Do a better job of keeping track of namespaces as an XML document is

parsed, so that CSS selectors that use namespaces will do the right thing more often. [bug=1946243]
author: Leonard Richardson <leonardr@segfault.org> 2021-11-29 22:13:33 -0500
committer: Leonard Richardson <leonardr@segfault.org> 2021-11-29 22:13:33 -0500
commit: ad52722cc6b55ce414d395e9a0860cee57c0ab2d (patch)
tree: 8ff820b41d9ee5fb1f896629782270349cd8311b
parent: c005e9ba28b4eec3a5fab173b928609bc692dd51 (diff)
6 files changed, 141 insertions, 22 deletions
diff --git a/CHANGELOG b/CHANGELOG
index 4470f64..af99990 100644
--- a/CHANGELOG
+++ b/CHANGELOG
@@ -22,6 +22,10 @@ Python 2 was revision 605.
 * Issue a warning when an HTML parser is used to parse a document that
   looks like XML but not XHTML. [bug=1939121]
 
+* Do a better job of keeping track of namespaces as an XML document is
+  parsed, so that CSS selectors that use namespaces will do the right
+  thing more often. [bug=1946243]
+
 * Some time ago, the misleadingly named "text" argument to find-type
   methods was renamed to the more accurate "string." But this supposed
   "renaming" didn't make it into important places like the method
diff --git a/bs4/__init__.py b/bs4/__init__.py
index 49e05e7..ddf1a86 100644
--- a/bs4/__init__.py
+++ b/bs4/__init__.py
@@ -309,8 +309,6 @@ class BeautifulSoup(Tag):
         self._namespaces = dict()
         self.parse_only = parse_only
 
-        self.builder.initialize_soup(self)
-
         if hasattr(markup, 'read'):        # It's a file-type object.

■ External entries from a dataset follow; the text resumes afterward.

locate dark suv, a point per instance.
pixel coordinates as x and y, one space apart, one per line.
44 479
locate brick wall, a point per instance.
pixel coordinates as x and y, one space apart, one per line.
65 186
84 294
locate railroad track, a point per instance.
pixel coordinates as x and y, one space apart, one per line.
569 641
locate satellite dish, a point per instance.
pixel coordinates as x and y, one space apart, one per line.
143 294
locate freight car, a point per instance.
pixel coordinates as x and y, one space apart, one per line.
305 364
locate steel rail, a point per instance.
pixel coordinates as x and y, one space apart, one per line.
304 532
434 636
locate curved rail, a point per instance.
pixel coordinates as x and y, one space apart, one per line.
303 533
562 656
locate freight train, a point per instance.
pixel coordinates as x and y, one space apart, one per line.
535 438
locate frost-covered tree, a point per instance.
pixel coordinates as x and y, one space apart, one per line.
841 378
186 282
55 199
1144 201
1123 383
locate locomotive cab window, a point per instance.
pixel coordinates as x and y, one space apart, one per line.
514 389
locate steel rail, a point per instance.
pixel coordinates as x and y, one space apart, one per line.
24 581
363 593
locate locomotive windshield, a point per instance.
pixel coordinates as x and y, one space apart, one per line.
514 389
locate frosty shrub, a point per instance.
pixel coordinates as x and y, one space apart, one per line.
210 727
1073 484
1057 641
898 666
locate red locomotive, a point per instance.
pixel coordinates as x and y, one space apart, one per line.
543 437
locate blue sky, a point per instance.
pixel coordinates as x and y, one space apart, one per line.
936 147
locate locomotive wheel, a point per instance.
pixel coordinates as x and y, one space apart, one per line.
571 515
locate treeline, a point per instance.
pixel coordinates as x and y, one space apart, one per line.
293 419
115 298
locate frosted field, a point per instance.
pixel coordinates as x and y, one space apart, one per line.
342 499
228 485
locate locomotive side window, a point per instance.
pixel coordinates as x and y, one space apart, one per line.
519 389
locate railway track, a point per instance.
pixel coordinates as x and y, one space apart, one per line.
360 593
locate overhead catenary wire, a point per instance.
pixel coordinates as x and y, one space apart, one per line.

             markup = markup.read()
         elif len(markup) <= 256 and (
@@ -362,6 +360,7 @@ class BeautifulSoup(Tag):
              self.builder.prepare_markup(
                  markup, from_encoding, exclude_encodings=exclude_encodings)):
             self.reset()
+            self.builder.initialize_soup(self)
             try:
                 self._feed()
                 success = True
@@ -400,7 +399,7 @@ class BeautifulSoup(Tag):
         if 'builder' in d and not self.builder.picklable:
             d['builder'] = None
         return d
-
+    
     @classmethod
     def _decode_markup(cls, markup):
         """Ensure `markup` is bytes so it's safe to send into warnings.warn.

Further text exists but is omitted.